Animatrice 2 : Oui tout à fait, il y a une semaine, ils revenaient d'une tournée aux USA pour promouvoir leur nouvelle album, voici quelques extraits des différents shows qu'ils ont donné.
Animateur 1 : WOuuuuuah, ils ont été incroyable et pourtant j'ai entendu dire que le groupe devrait bientôt se séparer ! Leur service militaire approchant ils vont...

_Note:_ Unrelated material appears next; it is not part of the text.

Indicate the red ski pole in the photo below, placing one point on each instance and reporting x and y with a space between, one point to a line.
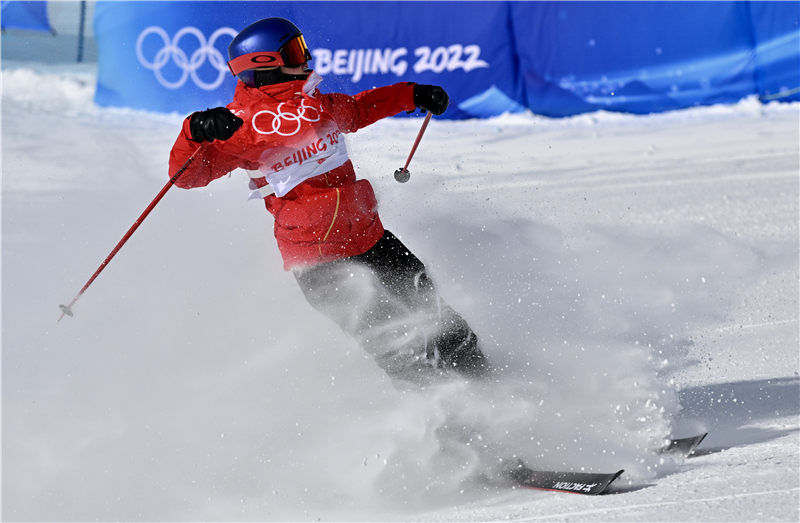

"Non merci, c'est trop pour moi là." Il était préférable de garder la télévision éteinte qu'entendre une fois de plus leurs noms. Même par écran interposé, voir leurs visages me fendaient le cœur. Pourtant, je continuais d'attendre, j'épiais continuellement mon téléphone. Rien ne changeait. Alors je regardai, un dernière fois avec insistance, le petit écran noir. Je fatiguais de ma passivité, me contentant de jongler entre mon piano et la faculté. Je saisis l'appareille et me mit à écrire impulsivement.
Salut,
Je sais que tu dois certainement ne plus vouloir me voir à l'heure actuelle, mais je ne sais plus quoi faire. Je ne sais pas si je dois t'attendre silencieusement, ou tout faire pour te récupérer, même bruyamment... Et je voulais aussi savoir si tu allais bien ? Croit-le ou non, mais tu me manques.
Je fixai mon écran si intensément que j'aurais pu crever l'écran avec mes yeux. Avoir trouvé le courage d'envoyer ce message ne fut pas une mince affaire, mais attendre une réponse restait bien pire. Peu importait ce que j'entreprenais, je revenais systématiquement pour vérifier une potentielle réponse. Au bout de la énième fois, mon regard se figea, il avait lu mon message, mais ne m'avait fait parvenir aucune réponse. RM semblait décidé à m'ignorer. Je ne savais plus comment réagir, une part de moi voulait insister. Je ne voulais pas l'abandonner, je tenais beaucoup trop à lui. Mais je ne me laissai pas ce droit. Avec amertume, j'essayais, tant bien que mal, d'accepter son choix. Je pleurais ma séparation, la perte d'une personne que j'avais tant chéri et malgré tout, blessé. Mon cœur suppliait pour qu'il finisse par me répondre, mais ma raison savait, faisant rouler mes larmes sur mes joues.
Plus d'une semaine plus tard.
Vrr vrr.
L'éclairage de mon téléphone m'éblouit, me faisant grogner. Cela faisait plusieurs nuits que je ne dormais pas, ou peu. Comment osait-il interrompre l'un de ces moments qui se faisaient rare ? Alors que je m'apprêtais à le verrouiller pour stopper l'éclairage, mon œil fût attiré par la notification qui a causé la dite lumière.
Je peux venir chez toi ? J'aimerais qu'on parle.